One of the biggest challenges marketers face is providing their target customers with the right information at the right time.

Many content marketers find it difficult to determine which topics are important to cover next. As a result, they start creating pages upon pages of different types of content hoping that some of it will manage to attract new traffic while disregarding their existing content altogether.

That's where a well-designed content map comes into play as part of your content marketing strategy.

Creating a content map allows your team to align the production of your content and the distribution channel to reach your audience at every stage of the buyer's journey.

In this post, I'll cover everything you need to know about creating a content map — from evaluating traffic-driving content to creating necessary new content.

Table of Contents:


Access our Content Mapping Template to get started building out your content strategy and finding new content opportunities. 


What is Content Mapping?

Content mapping is the process of planning and creating content to meet specific needs along each stage of the customer journey.

To create a content map, content marketers must first define how each existing content asset relates to a customer’s needs and aligns with their questions, challenges, and goals at every phase of the buying funnel.

From there, they need to evaluate the gaps in their current content. This will help them uncover new content opportunities within each topic cluster to expand their authority and better support the buyer's journey.

This approach ensures that the right content reaches the right person at the right time, enhancing engagement and guiding them smoothly towards conversion.


What is the Buyer's Journey?

In simplest terms, the buyer’s journey is a framework that outlines the steps a consumer takes from identifying a need and researching relevant information to making a decision. This process may vary between industries and product types.

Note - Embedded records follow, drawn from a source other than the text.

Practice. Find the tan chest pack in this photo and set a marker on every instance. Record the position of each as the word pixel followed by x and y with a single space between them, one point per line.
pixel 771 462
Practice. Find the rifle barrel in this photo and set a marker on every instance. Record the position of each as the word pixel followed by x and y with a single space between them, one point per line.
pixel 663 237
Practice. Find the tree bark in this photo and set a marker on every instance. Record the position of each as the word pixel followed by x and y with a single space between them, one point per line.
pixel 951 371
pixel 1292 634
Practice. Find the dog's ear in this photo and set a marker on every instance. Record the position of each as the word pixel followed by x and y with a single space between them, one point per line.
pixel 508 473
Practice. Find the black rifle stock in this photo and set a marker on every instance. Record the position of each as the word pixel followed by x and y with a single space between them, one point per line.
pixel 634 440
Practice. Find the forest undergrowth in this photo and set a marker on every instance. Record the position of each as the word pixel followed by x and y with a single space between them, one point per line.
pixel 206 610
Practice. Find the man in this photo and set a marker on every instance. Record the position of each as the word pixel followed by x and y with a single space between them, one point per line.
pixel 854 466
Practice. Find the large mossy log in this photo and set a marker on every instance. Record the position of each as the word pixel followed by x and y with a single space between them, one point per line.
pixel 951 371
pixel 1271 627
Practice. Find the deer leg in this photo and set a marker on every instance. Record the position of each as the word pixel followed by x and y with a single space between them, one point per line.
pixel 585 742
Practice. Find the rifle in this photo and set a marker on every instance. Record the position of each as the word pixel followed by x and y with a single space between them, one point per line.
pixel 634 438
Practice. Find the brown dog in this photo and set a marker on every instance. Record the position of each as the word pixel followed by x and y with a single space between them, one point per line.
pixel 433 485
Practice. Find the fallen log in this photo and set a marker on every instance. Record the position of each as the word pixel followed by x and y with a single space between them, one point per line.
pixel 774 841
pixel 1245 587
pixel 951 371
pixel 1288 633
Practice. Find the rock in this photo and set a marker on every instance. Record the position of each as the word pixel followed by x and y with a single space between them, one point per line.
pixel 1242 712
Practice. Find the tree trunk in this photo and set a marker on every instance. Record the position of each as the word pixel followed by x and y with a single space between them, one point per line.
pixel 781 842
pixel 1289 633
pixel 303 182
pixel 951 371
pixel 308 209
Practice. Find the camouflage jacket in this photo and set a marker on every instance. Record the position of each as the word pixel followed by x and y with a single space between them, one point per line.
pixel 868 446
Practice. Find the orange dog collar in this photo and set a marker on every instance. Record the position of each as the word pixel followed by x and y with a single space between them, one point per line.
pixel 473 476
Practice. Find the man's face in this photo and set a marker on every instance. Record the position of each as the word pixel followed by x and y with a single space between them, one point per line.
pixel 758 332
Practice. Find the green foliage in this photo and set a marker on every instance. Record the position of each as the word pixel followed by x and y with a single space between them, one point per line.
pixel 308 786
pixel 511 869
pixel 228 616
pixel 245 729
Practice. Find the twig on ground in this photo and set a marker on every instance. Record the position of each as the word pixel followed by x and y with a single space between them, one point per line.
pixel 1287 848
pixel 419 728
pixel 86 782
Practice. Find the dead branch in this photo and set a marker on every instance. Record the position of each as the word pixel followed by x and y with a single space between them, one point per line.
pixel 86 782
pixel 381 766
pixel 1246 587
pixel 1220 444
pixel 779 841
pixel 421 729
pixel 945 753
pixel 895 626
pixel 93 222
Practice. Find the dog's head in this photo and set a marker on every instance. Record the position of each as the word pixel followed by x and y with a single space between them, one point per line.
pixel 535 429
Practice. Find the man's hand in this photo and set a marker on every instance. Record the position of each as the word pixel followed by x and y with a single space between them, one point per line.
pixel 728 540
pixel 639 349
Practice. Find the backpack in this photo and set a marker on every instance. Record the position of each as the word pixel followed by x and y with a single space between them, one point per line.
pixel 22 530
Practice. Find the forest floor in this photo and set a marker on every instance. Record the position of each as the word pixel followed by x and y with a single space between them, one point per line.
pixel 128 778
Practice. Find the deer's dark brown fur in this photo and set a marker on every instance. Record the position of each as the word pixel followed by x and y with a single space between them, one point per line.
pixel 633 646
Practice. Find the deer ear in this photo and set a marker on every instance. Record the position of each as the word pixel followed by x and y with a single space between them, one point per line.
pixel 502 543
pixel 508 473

In general, however, the process involves going through at least three main stages of a funnel toward a final purchase:

Awareness Evaluation Decision
A person realizes they have a particular need or pain point and begin learning more about it. Most buyers exhibit an informational intent at this stage, and their main objective is to explore the problem and general options surrounding it. Buyers begin to evaluate available solutions, products, or vendors. Their research will focus on more transactional or commercial terms as they look for data to justify their purchase decision. Finally, a person has collected all the information they need and is ready to make a purchase. They use transactional phrases to find a vendor or a website to buy the item they’ve chosen.


In short, when choosing products, a buyer:

  • Develops an interest in a product or discover a need to solve a problem, 
  • Looks for more information about it (whether via a blog, infographic, webinar, etc.),  
  • Considers different alternatives, and 
  • Settles on one solution to buy. 

Recommended Reading: Keyword Mapping Along the Buyer Journey


Why Is Content Mapping Important?

There are three main benefits of content mapping, apart from allowing you to position content along the buyer’s journey strategically.

  1. Content mapping helps you understand customers better. To map content, you must learn more about them, and how they search for products or services your company offers. All this knowledge is bound to enrich your strategies and improve the results you deliver.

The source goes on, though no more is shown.